Computational Dynamics
A memory access in a physical machine can be very complex. For example, when a program accesses an operand located at an address that is not in physical memory, the processor registers a page miss. The performance difference between an access from the local L1 cache versus a page miss can be 8 orders of magnitude, that is, ten million times slower. An L1 cache hit is serviced in the order of 500pico-seconds, whereas a page miss can be as slow as 15 milli-seconds if it has to come from rotational storage.
For web applications, the elements of good design mandate that the
response time of the application is less than 100msec. Anything longer,
and the customer will experience a disassociation between input and action.
This constraint forces web applications to service all requests from memory.
For high-performance computing, the mandate is even stronger. A typical HPC application will use tens of thousands of processors in a synchronized manner, and one slow process can impede the progress of tens of thousands other processes, destroying the performance of the parallel application. It is paramount for parallel algorithms to distribute the data structures on which to compute in such a way that the working set is in memory across all processing nodes.

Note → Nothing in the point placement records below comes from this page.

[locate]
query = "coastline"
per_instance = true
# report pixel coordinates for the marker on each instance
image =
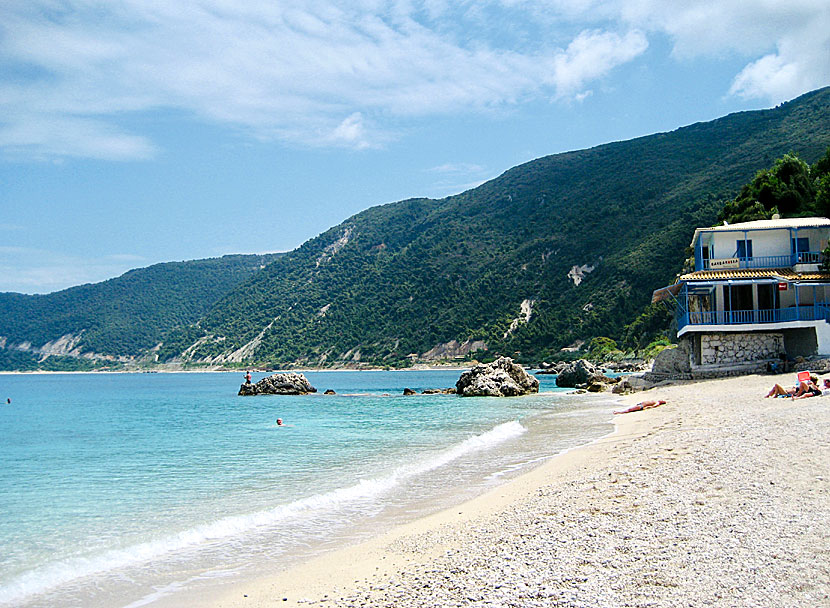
(712, 498)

In addition to requiring that all requests are serviced from memory, the algorithm should aim to keeps all the processors busy by balancing the computational intensity. When information must be exchanged among the processors, it is beneficial if communication overlaps computation. The communication network tends to be the weakest link in parallel computation with latencies that are 5 to 6 orders of magnitude slower than ALU operations.

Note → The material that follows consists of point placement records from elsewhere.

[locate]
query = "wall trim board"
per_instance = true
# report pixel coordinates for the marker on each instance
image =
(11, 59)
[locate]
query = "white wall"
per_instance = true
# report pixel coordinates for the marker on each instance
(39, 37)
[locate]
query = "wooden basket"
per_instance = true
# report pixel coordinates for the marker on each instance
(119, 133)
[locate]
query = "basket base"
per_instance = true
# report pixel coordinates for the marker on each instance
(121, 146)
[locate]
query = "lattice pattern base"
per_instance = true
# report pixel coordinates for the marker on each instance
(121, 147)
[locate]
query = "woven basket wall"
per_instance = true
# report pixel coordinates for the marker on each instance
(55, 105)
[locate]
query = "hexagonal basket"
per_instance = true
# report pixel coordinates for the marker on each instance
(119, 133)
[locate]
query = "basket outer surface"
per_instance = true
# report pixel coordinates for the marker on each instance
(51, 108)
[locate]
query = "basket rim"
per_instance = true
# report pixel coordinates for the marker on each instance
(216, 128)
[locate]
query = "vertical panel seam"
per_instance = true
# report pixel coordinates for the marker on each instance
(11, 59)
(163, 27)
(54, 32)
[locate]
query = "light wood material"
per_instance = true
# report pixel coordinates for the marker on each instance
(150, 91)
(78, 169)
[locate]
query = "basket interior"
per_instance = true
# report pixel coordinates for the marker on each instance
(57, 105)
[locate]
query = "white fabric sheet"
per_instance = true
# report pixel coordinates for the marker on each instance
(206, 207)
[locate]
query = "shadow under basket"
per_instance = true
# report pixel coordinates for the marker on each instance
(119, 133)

Good algorithm desigms, sequential or parallel, take into account where, and how, operands need to be accessed. The key insight for sequential algorithm optimization is to be aware of the memory hierarchy. The insight for parallel algorithms is to be aware where in space the operands reside, and avoid accessing remote operands. Instead, the algorithm designer must orchestrate a global memory allocation and use as to hide the latency of communicating state among processors.
Variability is another attribute that parallel algorithms are sensitive to. As tens of thousands of processors are working together, when the initial division of labor has generated a balanced workload, any variability caused by poor operand locality, network contention, or clock frequency modulation due to power constraints, causes the collective to wait for the slowest process. As the number of processors grows, so does variability. And unfortunately, when variability rises processor utilization drops and algorithmic performance suffers.